Cilanna acquiesça, la gorge trop serrée pour parler. Dans le silence, elles escaladèrent le sentier. Toujours en quête d’image, la jeune femme nota la raideur des jambes de sa sœur toujours soutenue par des branches, la neige qui s’agrippaient à ses chausses. Enfin, elles atteignirent le sommet du talus. Freya ne se lassait pas de la vue qu’offrait son château.
—Je la sens.
Chrysentia enlaça son amie.
—Vis ta vie.
Freya se tourna vers sa sœur. D’un geste, elle défit les quelques mèches qui retenaient la couronne à son crâne.
—Fond le métal et crée une nouvelle couronne où nous serons toutes les trois réunies.
Sa poitrine se serra lorsqu’elle prit le présent.
—Tu seras une des meilleures reines de la Reigaa. Sinon la meilleure.
—Je ne veux pas que tu partes.
C’était une réaction puérile mais elle ne fondit pas moins en sanglots. La Reine jeta ses bras autour de Freya, l’attira contre elle pour sentir une dernière fois le poids de son corps contre le sien.
—Nous avons toujours été trois. Que vais-je faire toute seule ?
—Gouverner.
Ce fut le dernier mot que lui adressa sa sœur. Chrysentia la pressa de rentrer.
—Je ne tiens pas à te porter. Freya se transformera et tu ne tarderas pas à t’endormir. Je resterai avec elle.
Cilanna se pencha pour embrasser la sorcière.
—Je vous aime. Toutes les deux.
La couronne dans ses mains, Cilanna n’avait d’autres choix que rebrousser chemin et d’assumer son rôle de Reine.
Une femme observait le château alors que l’obscurité dévorait la lumière. Une drôle de créature s’assit à ses pieds, la queue enroulée autour de pattes qui ressemblaient à des doigts humains. Ses oreilles oscillaient sur sa tête à la découverte de chaque son. La bête ouvrait fréquemment la gueule pour capter les odeurs de la forêt. Ses longues jambes couvertes de fins poils rouges n’appartenaient à aucune espèce.
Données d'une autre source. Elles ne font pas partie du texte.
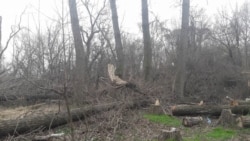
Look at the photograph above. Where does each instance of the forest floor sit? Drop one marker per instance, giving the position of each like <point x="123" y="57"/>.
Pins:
<point x="124" y="125"/>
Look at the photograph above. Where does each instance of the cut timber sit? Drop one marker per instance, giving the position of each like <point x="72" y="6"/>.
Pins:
<point x="191" y="121"/>
<point x="29" y="123"/>
<point x="48" y="137"/>
<point x="242" y="102"/>
<point x="212" y="110"/>
<point x="156" y="109"/>
<point x="243" y="121"/>
<point x="172" y="134"/>
<point x="227" y="119"/>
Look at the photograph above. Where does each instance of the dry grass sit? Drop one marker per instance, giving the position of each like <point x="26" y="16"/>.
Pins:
<point x="22" y="111"/>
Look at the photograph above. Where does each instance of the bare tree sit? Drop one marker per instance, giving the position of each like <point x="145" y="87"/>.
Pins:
<point x="118" y="41"/>
<point x="80" y="54"/>
<point x="181" y="50"/>
<point x="147" y="62"/>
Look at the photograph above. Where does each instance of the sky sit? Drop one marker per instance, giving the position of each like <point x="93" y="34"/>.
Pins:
<point x="129" y="11"/>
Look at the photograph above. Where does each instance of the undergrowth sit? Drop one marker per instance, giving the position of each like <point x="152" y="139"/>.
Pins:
<point x="163" y="119"/>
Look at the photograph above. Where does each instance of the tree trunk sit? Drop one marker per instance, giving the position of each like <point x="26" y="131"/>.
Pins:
<point x="227" y="119"/>
<point x="243" y="121"/>
<point x="212" y="110"/>
<point x="147" y="62"/>
<point x="50" y="120"/>
<point x="0" y="41"/>
<point x="191" y="121"/>
<point x="171" y="134"/>
<point x="181" y="51"/>
<point x="79" y="50"/>
<point x="118" y="41"/>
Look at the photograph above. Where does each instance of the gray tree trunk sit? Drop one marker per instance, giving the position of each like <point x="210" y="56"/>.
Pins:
<point x="118" y="41"/>
<point x="77" y="38"/>
<point x="147" y="62"/>
<point x="0" y="41"/>
<point x="51" y="119"/>
<point x="181" y="51"/>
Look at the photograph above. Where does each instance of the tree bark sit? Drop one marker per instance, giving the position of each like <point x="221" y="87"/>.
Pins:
<point x="1" y="41"/>
<point x="181" y="51"/>
<point x="172" y="134"/>
<point x="118" y="41"/>
<point x="191" y="121"/>
<point x="212" y="110"/>
<point x="244" y="121"/>
<point x="227" y="119"/>
<point x="50" y="120"/>
<point x="79" y="50"/>
<point x="147" y="62"/>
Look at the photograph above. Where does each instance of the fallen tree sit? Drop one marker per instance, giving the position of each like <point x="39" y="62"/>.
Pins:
<point x="50" y="120"/>
<point x="212" y="110"/>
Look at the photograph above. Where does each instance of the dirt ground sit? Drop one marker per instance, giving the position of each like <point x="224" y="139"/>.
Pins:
<point x="114" y="125"/>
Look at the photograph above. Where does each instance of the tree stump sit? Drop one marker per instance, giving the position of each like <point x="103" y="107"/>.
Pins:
<point x="191" y="121"/>
<point x="243" y="121"/>
<point x="171" y="134"/>
<point x="155" y="109"/>
<point x="226" y="119"/>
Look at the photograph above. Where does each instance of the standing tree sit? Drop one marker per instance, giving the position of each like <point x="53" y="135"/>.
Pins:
<point x="181" y="50"/>
<point x="77" y="40"/>
<point x="147" y="62"/>
<point x="118" y="42"/>
<point x="0" y="40"/>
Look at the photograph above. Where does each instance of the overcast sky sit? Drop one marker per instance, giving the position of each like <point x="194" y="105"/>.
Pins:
<point x="129" y="11"/>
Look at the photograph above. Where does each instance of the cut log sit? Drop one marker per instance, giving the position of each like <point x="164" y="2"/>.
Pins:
<point x="212" y="110"/>
<point x="191" y="121"/>
<point x="242" y="102"/>
<point x="243" y="121"/>
<point x="50" y="120"/>
<point x="172" y="134"/>
<point x="227" y="119"/>
<point x="156" y="109"/>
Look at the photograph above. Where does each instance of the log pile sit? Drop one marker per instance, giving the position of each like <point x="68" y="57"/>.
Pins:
<point x="212" y="110"/>
<point x="171" y="134"/>
<point x="50" y="120"/>
<point x="191" y="121"/>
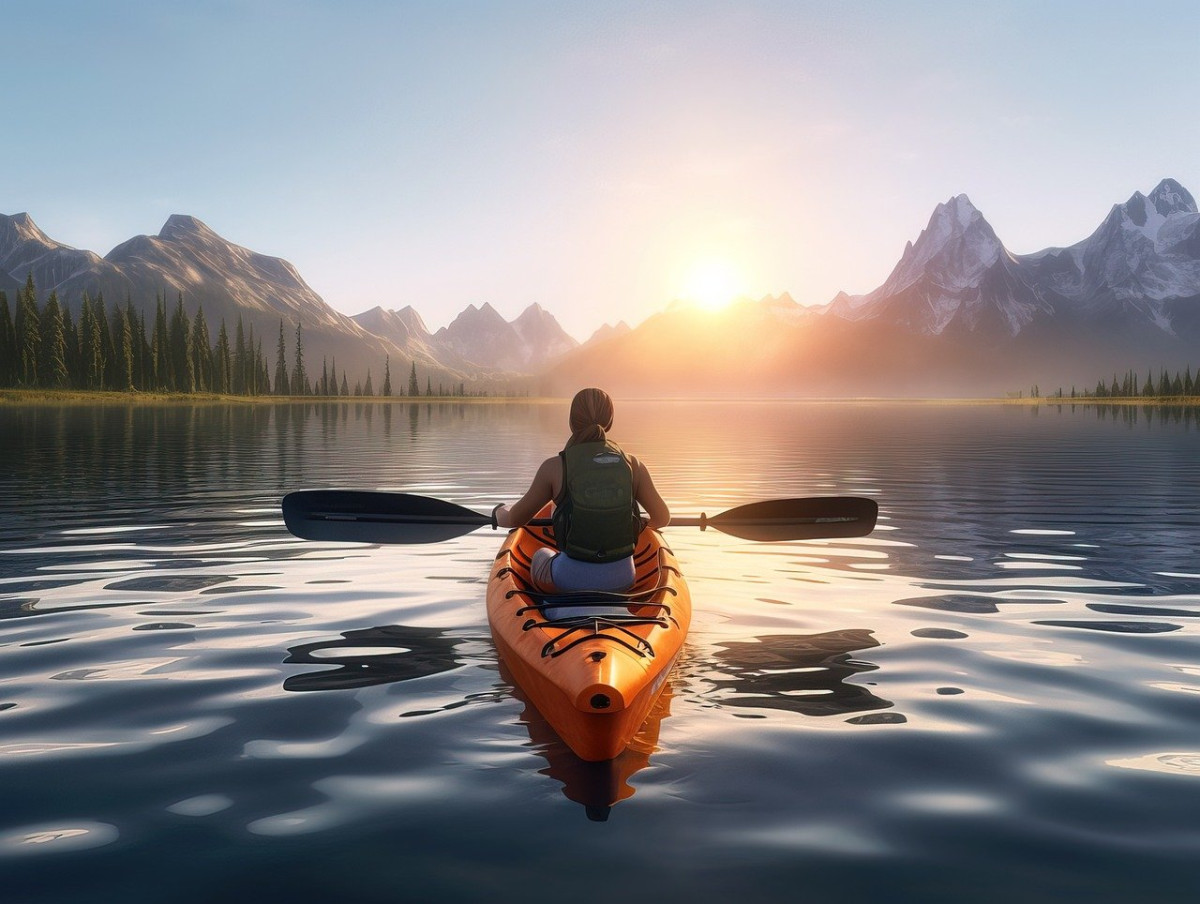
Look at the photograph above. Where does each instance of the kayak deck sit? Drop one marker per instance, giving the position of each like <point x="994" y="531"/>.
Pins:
<point x="592" y="663"/>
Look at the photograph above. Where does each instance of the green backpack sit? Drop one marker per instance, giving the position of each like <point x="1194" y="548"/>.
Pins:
<point x="597" y="518"/>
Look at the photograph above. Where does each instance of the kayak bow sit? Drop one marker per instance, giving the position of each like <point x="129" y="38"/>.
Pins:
<point x="593" y="664"/>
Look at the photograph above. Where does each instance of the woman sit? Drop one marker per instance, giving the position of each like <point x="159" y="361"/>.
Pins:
<point x="597" y="489"/>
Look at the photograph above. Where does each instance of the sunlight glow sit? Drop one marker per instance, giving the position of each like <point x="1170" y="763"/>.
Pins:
<point x="712" y="283"/>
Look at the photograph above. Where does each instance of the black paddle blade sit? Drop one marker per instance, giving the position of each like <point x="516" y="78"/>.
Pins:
<point x="810" y="519"/>
<point x="363" y="516"/>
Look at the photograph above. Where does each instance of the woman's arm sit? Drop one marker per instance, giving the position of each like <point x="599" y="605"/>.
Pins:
<point x="657" y="512"/>
<point x="540" y="491"/>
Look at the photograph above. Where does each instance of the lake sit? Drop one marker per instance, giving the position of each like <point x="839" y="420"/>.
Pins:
<point x="994" y="698"/>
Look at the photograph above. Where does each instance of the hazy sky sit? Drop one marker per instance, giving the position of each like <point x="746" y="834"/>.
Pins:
<point x="588" y="156"/>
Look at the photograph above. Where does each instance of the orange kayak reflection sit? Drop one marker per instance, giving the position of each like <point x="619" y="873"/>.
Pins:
<point x="597" y="785"/>
<point x="593" y="664"/>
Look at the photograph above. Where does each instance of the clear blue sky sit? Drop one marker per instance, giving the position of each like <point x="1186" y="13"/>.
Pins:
<point x="588" y="156"/>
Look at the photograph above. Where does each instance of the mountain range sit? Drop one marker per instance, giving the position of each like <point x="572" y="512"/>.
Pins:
<point x="959" y="313"/>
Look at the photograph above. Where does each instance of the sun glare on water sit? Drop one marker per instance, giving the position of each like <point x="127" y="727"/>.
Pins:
<point x="712" y="285"/>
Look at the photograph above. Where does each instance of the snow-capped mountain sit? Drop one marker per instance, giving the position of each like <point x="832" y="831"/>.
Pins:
<point x="959" y="315"/>
<point x="1140" y="265"/>
<point x="609" y="331"/>
<point x="479" y="337"/>
<point x="1139" y="270"/>
<point x="543" y="336"/>
<point x="405" y="328"/>
<point x="228" y="281"/>
<point x="25" y="249"/>
<point x="957" y="277"/>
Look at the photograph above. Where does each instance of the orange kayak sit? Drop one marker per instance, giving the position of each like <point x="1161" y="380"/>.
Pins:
<point x="592" y="663"/>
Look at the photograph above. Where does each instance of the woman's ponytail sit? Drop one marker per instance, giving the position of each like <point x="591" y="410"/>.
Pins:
<point x="591" y="417"/>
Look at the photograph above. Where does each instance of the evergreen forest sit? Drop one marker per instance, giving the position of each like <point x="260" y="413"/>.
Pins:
<point x="117" y="349"/>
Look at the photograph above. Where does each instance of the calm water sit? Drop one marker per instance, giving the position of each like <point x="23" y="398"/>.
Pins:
<point x="994" y="698"/>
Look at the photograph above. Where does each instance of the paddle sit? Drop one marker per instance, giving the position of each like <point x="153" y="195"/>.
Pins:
<point x="365" y="516"/>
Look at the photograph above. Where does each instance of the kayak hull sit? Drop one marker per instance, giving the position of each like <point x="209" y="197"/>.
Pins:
<point x="592" y="666"/>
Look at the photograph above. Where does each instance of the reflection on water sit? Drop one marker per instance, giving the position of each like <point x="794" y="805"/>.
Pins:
<point x="373" y="656"/>
<point x="803" y="674"/>
<point x="598" y="786"/>
<point x="1025" y="647"/>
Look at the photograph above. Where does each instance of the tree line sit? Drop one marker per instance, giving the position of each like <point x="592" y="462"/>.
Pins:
<point x="115" y="348"/>
<point x="1128" y="385"/>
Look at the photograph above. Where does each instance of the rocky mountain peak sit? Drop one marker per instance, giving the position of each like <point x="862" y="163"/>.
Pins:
<point x="1169" y="197"/>
<point x="181" y="226"/>
<point x="958" y="244"/>
<point x="21" y="228"/>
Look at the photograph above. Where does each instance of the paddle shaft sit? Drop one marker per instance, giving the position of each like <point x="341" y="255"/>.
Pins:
<point x="367" y="516"/>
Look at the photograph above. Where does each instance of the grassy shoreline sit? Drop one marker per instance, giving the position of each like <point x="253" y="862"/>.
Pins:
<point x="75" y="396"/>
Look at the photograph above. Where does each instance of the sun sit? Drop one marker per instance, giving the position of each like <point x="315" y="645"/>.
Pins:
<point x="712" y="283"/>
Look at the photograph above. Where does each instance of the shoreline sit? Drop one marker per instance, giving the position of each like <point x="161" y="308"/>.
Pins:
<point x="76" y="396"/>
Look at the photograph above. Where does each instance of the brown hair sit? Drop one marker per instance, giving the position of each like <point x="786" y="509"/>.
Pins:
<point x="591" y="417"/>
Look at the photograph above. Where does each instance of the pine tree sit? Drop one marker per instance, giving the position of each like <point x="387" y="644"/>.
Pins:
<point x="107" y="343"/>
<point x="124" y="345"/>
<point x="181" y="349"/>
<point x="53" y="363"/>
<point x="89" y="345"/>
<point x="240" y="370"/>
<point x="29" y="335"/>
<point x="281" y="366"/>
<point x="7" y="343"/>
<point x="299" y="378"/>
<point x="222" y="363"/>
<point x="160" y="349"/>
<point x="202" y="353"/>
<point x="262" y="376"/>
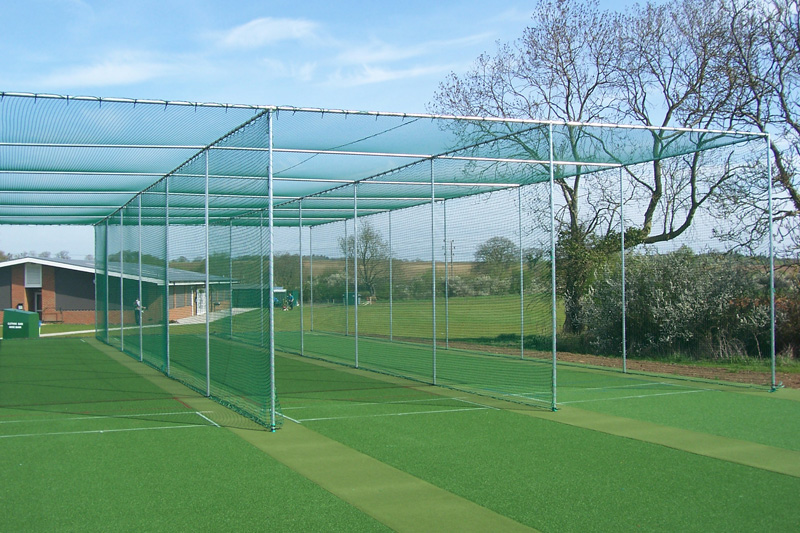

—J’ai quelque chose pour toi.
La bête pivota sa tête, trop courte et plate pour être celle d’un loup. Des yeux humains la dévisageaient. Freya n’avait pas disparu, elle vivait dans cette créature.
—Tends ta patte.
Chrysentia sortit un bracelet de cuir de sa poche. Un grelot oscillait son bruit et contenaient quelques poils, d’une épaisse fourrure brune. Les naseaux de l’hybride se dilatèrent en reconnaissant l’odeur.
—Cilanna voulait que je te le donne après la transformation pour l’adapter à ton poignet.
L’animal lui offrit docilement la pette. Elle renifla un instant le grelot.
—C’est une mèche de ses cheveux. Ta sœur l’a coupé avant qu’ils ne brûlent son cadavre.
L’animal cligna des yeux et reporta son attention sur le château où le sommeil s’emparait lentement du corps de Cilanna. Alors qu’elle s’apprêtait à s’endormir, un loup hurla dans la nuit.
**
Bonjour à tous, voici le dernier chapitre de Reines Louves.
Reines Louves n'est que la première histoire des Contes de Naarhôlia. Pour l'instant, j'ai prévu une dizaines d'histoires pour explorer le monde imaginaire que j'ai crée. Les histoires sont indépendantes et les protagonistes du premier tome ne se retrouveront pas dans les autres, hormis de nom.
Ceci est le premier jet de mon histoire. Il y a beaucoup d'éléments à modifier pour offrir une version satisfaisante. Je ne le ferai pas tout de suite, ayant quelques autres projets sur le feu.
Le deuxième tome est le Sang du Dorrakar.